L’Europa a protezione di Zelensky: “È lui il presidente”
Dall’Europa, però, non ci stanno. In una lenta ma graduale presa di distanza dalle strategie di pace trumpiane, che ha vissuto un’accelerata dopo l’esclusione di Bruxelles da ogni tavolo negoziale, i Paesi del Vecchio Continente si schierano al fianco del presidente ucraino. “L’unico dittatore in questa guerra è Putin. Zelensky è un eroe”, ha dichiarato il ministro francese responsabile dell’Europa, Benjamin Haddad, che ha poi confermato la missione del presidente francese, Emmanuel Macron, che la settimana prossima sarà a Washington per incontrare l’omologo americano. In quell’occasione, ha puntualizzato il ministro, Macron “porterà la voce degli europei e dirà che l’avvenire dell’Ucraina non può decidersi senza di loro”. Haddad ha poi aggiunto che il timore della Francia è che un cessate il fuoco “improvvisato sarebbe una vittoria per Putin”.

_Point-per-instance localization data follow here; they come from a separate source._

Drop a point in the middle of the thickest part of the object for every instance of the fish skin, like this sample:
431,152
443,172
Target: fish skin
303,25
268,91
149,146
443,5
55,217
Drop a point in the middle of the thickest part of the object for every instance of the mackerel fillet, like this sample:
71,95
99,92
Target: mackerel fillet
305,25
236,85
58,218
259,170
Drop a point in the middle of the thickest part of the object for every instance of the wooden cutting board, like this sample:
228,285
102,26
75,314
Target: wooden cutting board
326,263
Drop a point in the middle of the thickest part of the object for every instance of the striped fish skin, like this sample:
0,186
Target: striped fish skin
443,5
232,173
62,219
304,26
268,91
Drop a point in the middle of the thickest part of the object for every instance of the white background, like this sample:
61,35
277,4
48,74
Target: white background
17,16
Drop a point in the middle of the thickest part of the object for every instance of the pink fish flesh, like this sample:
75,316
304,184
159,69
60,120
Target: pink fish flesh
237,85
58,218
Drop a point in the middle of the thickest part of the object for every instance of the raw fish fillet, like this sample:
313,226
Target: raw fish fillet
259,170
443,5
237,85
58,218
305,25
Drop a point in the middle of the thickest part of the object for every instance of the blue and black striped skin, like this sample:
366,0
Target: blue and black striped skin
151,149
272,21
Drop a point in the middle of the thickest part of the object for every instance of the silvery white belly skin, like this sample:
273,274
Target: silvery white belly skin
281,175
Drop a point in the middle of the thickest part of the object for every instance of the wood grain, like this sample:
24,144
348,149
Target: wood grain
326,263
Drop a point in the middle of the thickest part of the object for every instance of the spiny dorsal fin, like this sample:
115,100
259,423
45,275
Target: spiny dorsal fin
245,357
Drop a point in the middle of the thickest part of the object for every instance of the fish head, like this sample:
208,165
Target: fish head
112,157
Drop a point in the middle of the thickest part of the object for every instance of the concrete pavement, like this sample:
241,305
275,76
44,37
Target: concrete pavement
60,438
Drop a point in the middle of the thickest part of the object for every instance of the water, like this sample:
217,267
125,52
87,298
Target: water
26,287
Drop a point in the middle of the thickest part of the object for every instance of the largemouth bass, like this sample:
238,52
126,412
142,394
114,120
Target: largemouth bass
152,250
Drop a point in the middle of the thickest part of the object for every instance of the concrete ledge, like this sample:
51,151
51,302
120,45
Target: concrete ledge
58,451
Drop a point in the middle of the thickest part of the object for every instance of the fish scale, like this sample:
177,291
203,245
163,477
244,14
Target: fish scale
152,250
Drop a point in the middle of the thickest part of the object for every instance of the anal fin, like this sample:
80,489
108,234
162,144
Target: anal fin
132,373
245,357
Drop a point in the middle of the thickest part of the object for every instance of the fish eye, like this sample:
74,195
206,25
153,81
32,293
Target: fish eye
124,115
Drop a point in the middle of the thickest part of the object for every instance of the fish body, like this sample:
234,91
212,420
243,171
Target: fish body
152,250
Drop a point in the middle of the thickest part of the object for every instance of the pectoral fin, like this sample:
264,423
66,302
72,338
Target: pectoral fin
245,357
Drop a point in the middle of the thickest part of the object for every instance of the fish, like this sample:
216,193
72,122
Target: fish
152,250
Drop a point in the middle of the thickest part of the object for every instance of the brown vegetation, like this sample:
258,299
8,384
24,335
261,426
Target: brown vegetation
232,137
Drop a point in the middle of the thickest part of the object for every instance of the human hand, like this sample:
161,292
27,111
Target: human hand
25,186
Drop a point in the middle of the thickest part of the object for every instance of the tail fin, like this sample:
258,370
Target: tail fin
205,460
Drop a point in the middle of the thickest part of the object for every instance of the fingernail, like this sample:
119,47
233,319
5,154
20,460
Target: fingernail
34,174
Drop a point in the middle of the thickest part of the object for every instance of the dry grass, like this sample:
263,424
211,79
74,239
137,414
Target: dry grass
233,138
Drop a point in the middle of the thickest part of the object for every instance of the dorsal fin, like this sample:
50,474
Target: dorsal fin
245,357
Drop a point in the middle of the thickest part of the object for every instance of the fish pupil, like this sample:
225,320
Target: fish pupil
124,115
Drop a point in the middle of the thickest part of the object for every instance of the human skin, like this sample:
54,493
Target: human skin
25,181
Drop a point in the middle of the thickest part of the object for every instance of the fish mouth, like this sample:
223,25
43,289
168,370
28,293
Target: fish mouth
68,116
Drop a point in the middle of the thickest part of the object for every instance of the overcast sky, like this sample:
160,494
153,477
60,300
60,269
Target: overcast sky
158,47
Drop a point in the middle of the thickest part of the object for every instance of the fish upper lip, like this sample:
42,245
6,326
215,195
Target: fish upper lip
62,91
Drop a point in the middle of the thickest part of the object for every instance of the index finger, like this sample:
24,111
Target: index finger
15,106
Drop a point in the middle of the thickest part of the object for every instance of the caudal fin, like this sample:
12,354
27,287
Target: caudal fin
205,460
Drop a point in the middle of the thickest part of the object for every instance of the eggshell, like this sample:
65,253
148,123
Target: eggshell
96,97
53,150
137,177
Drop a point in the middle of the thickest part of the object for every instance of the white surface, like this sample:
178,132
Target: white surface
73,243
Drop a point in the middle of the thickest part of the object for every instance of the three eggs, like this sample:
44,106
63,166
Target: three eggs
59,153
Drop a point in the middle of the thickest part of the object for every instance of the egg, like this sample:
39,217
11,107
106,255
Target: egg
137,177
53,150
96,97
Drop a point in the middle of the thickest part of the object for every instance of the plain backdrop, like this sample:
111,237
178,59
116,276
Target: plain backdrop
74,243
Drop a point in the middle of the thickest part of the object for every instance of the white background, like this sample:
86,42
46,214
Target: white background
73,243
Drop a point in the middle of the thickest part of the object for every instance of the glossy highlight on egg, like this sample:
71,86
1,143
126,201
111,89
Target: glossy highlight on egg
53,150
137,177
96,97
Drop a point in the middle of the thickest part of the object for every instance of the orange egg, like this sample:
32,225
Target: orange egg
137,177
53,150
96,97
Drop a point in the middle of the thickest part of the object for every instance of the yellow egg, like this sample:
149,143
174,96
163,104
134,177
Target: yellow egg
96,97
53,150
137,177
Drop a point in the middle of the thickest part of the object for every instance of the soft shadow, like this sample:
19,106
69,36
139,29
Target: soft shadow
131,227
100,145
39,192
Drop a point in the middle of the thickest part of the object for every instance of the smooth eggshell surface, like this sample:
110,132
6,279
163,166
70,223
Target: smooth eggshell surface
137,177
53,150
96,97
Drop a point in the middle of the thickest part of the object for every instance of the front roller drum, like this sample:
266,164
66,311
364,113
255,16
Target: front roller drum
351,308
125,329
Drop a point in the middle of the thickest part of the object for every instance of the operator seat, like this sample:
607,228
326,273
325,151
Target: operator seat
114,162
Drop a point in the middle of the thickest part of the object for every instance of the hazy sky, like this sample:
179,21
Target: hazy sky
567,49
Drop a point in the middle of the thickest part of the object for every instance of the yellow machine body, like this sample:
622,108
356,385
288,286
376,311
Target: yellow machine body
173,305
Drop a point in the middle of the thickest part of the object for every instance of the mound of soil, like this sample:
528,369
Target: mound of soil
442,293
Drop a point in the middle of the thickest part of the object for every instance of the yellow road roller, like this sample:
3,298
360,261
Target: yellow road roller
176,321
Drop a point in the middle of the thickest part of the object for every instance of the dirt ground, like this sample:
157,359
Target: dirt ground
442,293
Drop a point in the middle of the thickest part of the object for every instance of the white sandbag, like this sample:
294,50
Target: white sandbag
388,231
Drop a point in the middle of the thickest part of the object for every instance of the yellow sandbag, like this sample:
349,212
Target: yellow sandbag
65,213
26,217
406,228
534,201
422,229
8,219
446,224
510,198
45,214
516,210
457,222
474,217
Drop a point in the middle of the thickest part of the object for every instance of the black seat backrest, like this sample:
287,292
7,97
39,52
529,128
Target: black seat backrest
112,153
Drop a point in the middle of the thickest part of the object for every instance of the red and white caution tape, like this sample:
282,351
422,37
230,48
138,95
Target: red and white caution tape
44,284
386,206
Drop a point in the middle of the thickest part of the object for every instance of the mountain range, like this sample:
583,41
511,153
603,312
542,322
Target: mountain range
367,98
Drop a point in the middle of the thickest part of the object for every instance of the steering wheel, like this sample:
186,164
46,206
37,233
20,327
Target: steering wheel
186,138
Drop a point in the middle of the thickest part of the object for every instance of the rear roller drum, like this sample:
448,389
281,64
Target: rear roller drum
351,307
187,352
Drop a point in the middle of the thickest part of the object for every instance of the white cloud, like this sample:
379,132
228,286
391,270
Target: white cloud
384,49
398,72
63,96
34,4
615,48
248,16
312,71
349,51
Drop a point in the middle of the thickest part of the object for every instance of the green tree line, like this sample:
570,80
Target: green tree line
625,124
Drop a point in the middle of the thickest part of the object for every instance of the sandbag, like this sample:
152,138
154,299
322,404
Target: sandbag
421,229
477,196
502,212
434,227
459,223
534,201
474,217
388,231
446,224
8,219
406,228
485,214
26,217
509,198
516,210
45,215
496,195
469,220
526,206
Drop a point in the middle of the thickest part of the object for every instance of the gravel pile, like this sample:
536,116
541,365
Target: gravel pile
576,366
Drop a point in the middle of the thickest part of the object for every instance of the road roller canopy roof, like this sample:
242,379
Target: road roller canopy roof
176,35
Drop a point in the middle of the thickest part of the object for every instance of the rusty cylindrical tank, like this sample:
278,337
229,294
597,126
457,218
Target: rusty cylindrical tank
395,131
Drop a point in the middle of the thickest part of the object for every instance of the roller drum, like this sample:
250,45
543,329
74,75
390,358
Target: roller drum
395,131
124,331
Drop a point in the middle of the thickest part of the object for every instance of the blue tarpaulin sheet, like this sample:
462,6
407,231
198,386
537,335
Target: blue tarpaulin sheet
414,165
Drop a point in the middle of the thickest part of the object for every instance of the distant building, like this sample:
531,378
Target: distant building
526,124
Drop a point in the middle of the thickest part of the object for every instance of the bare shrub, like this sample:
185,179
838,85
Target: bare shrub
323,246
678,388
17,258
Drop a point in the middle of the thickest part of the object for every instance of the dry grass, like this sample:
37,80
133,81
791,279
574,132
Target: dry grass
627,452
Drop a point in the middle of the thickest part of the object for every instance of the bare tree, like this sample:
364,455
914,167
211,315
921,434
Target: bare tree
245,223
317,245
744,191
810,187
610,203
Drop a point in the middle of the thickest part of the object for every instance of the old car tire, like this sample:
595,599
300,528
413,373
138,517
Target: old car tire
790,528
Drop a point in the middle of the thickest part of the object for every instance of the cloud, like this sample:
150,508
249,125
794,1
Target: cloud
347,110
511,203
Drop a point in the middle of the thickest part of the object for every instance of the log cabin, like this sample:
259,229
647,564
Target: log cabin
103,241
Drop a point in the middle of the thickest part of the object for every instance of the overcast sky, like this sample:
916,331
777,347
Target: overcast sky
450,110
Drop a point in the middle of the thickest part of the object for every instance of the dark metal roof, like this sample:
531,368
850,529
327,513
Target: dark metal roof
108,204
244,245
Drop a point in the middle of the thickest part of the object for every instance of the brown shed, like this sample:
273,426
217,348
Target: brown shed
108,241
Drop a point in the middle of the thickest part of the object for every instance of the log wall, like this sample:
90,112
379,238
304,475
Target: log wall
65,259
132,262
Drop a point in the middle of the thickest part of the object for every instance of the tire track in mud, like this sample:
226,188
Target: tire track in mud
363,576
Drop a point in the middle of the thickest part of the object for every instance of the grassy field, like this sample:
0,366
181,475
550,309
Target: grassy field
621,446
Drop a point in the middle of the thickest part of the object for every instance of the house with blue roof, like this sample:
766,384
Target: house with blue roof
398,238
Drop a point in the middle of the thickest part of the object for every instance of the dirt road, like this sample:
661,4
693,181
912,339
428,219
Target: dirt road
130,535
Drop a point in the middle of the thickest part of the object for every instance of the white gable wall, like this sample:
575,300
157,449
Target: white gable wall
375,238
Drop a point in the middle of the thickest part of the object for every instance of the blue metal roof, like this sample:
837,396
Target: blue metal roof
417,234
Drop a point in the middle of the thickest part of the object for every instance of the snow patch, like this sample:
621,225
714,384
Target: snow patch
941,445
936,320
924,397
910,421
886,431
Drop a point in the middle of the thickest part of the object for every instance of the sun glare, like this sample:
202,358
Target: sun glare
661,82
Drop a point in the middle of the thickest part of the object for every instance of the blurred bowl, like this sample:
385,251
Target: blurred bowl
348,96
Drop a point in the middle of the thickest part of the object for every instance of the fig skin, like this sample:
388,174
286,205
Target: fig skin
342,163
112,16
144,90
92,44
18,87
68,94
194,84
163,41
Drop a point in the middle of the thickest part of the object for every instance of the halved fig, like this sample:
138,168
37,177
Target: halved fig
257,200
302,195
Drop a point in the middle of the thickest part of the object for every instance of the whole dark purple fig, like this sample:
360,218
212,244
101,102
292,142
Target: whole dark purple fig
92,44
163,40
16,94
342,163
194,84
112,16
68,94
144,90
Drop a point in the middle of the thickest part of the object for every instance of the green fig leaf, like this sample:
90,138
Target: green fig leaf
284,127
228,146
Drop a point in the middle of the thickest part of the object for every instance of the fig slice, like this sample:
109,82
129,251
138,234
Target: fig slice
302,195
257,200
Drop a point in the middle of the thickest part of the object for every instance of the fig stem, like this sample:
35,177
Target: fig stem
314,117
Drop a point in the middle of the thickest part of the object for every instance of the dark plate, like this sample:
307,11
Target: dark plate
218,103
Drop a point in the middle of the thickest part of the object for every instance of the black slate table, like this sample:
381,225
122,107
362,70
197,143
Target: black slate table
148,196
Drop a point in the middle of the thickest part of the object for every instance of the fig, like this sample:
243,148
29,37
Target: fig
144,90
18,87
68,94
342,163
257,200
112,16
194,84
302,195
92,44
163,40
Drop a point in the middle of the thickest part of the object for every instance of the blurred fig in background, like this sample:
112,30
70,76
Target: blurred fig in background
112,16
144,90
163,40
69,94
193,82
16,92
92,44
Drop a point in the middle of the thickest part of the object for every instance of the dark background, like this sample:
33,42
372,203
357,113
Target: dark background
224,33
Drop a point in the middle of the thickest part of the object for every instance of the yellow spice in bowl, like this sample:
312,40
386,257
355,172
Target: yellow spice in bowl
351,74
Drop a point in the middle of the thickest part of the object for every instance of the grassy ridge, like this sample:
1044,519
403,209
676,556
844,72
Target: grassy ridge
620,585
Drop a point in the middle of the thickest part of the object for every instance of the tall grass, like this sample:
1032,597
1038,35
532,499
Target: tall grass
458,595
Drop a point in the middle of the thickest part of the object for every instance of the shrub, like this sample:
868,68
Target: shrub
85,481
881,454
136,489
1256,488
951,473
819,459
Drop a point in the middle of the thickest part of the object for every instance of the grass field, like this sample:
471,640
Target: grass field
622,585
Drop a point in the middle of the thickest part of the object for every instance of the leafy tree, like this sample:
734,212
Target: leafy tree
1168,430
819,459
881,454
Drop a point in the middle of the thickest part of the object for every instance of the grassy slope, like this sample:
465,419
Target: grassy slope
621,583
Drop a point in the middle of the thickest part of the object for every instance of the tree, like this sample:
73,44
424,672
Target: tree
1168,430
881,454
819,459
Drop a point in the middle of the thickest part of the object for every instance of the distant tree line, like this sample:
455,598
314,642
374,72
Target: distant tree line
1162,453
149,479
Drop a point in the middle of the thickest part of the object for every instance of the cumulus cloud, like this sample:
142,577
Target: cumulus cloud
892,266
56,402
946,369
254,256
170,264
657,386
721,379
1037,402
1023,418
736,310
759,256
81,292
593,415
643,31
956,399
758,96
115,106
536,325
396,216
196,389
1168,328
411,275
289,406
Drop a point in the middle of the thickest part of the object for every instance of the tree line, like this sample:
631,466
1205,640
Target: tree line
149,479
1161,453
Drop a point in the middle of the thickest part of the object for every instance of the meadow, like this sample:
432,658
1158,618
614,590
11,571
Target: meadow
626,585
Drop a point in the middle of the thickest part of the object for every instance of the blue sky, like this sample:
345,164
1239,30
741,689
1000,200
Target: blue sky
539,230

Il primo ministro britannico Keir Starmer, anche lui in procinto di partire per gli Stati Uniti, ha avuto una conversazione telefonica con Volodymyr Zelensky esprimendo “il suo sostegno al presidente in quanto leader democraticamente eletto e ha affermato che era perfettamente ragionevole sospendere le elezioni in tempo di guerra, come fece il Regno Unito durante la seconda guerra mondiale”. Il primo ministro britannico ha ribadito “il suo sostegno agli sforzi guidati dagli Stati Uniti per ottenere una pace duratura che scoraggi la Russia da qualsiasi futura aggressione”.

A pochi giorni dal terzo anniversario della guerra, i leader dei Paesi e delle istituzioni europee saranno a Kiev per manifestare la loro vicinanza a Zelensky. L’ultimo annuncio, in questo senso, è quello del capo dell’esecutivo spagnolo, Pedro Sanchez: “Lunedì sarò a Kiev per ribadire il sostegno della Spagna alla democrazia ucraina e al presidente Volodymyr Zelensky”.

Anche Antonio Tajani ha dimostrato, seppur con parole misurate, la sua vicinanza a Zelensky: “Le parole della nuova amministrazione Usa sono sempre forti, c’è qualche crepa nel rapporto tra Trump e Zelensky ma è nel nostro interesse che la situazione si calmi e si arrivi alla pace, non soffermiamoci sulle parole”, ha detto a Radio 24. “Non è un linguaggio che ci appartiene”, ha affermato il vicepremier e occorre “tenere i nervi saldi” perché “schermaglie ci sono e ci saranno. Trump ha usato parole dure probabilmente perché non ha gradito la reazione di Zelensky all’incontro Usa-Russia in Arabia Saudita. Ma non facciamoci prendere dalla cronaca”.